A second mosquito collected in East Hampton has tested positive for West Nile virus, county health officials announced Friday. It was one of 19 collected across the county between July 31 and Aug. 6 to test positive for the virus, bringing the total number of confirmed samples with the virus to 63 so far this summer.

This comes two weeks after 22 mosquitoes collected in Suffolk County, including one in East Hampton, were found to carry the virus. Six birds have also tested positive for West Nile virus this year. No humans or horses have tested positive.

Along with the mosquito collected from East Hampton, the others among the positive samples were collected in Southold, Greenlawn, Dix Hills, Huntington, Rocky Point, Port Jefferson Station, Nesconset, West Babylon, North Babylon, Lindenhurst, and Copiague.

This marks the fourth time a mosquito collected in East Hampton has tested positive for West Nile. The first was collected in August 2010, the second in August 2014, and the third last month.

West Nile virus, first detected in birds and mosquito samples in Suffolk County in 1999 and again each year thereafter, is transmitted to humans by the bite of an infected mosquito.

In a statement issued on Friday, James Tomarken, the county's health commissioner, said that while there is no cause for alarm, residents have been advised to cooperate with county officials in their efforts to reduce the exposure to the virus, which can be debilitating.

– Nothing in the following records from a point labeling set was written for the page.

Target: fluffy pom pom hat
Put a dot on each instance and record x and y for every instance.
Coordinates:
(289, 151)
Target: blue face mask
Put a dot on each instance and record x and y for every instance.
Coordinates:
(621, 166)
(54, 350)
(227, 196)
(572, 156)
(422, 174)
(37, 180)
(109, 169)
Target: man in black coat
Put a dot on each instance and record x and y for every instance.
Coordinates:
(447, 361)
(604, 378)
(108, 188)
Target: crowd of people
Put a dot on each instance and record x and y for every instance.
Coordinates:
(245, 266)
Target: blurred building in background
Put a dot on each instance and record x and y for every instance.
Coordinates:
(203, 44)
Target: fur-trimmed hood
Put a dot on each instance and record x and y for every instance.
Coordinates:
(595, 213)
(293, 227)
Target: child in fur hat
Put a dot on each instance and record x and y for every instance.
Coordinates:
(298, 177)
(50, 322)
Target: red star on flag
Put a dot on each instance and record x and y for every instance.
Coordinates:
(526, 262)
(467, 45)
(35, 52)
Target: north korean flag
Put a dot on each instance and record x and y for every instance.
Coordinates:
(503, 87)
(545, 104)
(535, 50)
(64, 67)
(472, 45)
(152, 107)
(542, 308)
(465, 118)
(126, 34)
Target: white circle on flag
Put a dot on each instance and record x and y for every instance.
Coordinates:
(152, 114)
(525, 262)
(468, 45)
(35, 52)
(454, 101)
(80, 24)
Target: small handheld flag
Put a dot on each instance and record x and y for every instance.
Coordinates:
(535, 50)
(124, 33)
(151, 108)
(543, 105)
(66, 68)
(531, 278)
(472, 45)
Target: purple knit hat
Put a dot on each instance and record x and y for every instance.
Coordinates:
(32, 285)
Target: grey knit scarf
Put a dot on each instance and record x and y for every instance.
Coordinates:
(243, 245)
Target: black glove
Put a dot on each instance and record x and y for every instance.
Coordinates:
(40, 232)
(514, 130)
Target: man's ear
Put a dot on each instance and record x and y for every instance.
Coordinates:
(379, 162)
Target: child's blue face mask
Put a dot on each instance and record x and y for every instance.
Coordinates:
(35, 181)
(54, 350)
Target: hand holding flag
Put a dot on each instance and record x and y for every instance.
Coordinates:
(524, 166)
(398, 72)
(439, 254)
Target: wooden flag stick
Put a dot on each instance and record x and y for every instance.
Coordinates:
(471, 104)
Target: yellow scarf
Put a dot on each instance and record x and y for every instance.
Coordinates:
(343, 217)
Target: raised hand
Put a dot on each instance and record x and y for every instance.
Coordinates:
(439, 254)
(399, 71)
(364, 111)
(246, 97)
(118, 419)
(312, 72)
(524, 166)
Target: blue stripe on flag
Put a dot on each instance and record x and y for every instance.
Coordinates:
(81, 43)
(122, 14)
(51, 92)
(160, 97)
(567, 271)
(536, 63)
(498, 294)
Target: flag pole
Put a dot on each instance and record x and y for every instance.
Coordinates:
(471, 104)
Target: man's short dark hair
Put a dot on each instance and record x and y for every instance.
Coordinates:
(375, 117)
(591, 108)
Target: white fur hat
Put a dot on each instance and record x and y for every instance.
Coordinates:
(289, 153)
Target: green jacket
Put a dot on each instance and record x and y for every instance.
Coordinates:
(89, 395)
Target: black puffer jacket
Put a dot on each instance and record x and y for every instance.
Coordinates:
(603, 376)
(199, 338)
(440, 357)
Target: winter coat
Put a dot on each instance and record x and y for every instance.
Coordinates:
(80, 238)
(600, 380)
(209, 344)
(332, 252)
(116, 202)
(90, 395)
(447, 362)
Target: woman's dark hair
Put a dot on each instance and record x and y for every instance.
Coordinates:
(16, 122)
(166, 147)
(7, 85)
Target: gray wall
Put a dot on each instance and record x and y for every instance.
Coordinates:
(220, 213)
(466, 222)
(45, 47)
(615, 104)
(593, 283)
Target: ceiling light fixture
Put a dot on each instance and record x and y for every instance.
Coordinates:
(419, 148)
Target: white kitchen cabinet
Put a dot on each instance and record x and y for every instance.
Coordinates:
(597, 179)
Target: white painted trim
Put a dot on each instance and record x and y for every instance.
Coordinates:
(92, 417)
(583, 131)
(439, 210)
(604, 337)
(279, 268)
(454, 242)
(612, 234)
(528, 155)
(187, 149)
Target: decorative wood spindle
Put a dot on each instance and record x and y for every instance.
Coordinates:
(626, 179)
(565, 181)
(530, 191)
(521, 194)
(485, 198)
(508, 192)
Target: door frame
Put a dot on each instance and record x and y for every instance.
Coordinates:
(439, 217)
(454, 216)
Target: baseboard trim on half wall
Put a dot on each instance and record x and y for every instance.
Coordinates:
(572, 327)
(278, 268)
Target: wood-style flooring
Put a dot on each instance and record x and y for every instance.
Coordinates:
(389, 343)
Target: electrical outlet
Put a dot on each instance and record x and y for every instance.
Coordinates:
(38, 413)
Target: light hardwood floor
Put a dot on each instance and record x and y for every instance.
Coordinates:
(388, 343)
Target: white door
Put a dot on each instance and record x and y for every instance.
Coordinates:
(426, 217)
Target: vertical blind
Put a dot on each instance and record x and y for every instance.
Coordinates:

Most people infected with West Nile virus will experience mild or no symptoms, but some can develop severe symptoms including high fever, headache, neck stiffness, stupor, disorientation, coma, tremors, convulsions, muscle weakness, vision loss, numbness, and paralysis. The symptoms may last several weeks, and neurological effects may be permanent. Individuals, especially those 50 years of age or older, or those with compromised immune systems, who are most at risk, are urged to take precautions to avoid being bitten by mosquitoes.

Precautions can include minimizing outdoor activities between dusk and dawn, wearing shoes and socks and long pants and long-sleeved shirts, using mosquito repellent, and making sure that all windows and doors have screens that are in good repair.

Once a week, containers that hold water, such as vases, pet water bowls, flowerpot saucers, discarded tires, buckets, pool covers, birdbaths, trash cans, and rain barrels should be emptied and scrubbed, turned over, covered, or thrown away.

The county's informational brochure, "Get the Buzz on Mosquito Protection," is available in English and Spanish and can be downloaded at

Dead birds may indicate the presence of West Nile virus in the area. The public has been asked to report dead birds by calling the county's public health information line at 631-787-2200, Monday through Friday from 9 a.m. to 4:30 p.m. Residents have been encouraged to take a photograph of any bird in question.

Those wishing to report mosquito problems or stagnant pools of water have been asked to call the Department of Public Works' Vector Control division at 631-852-4270.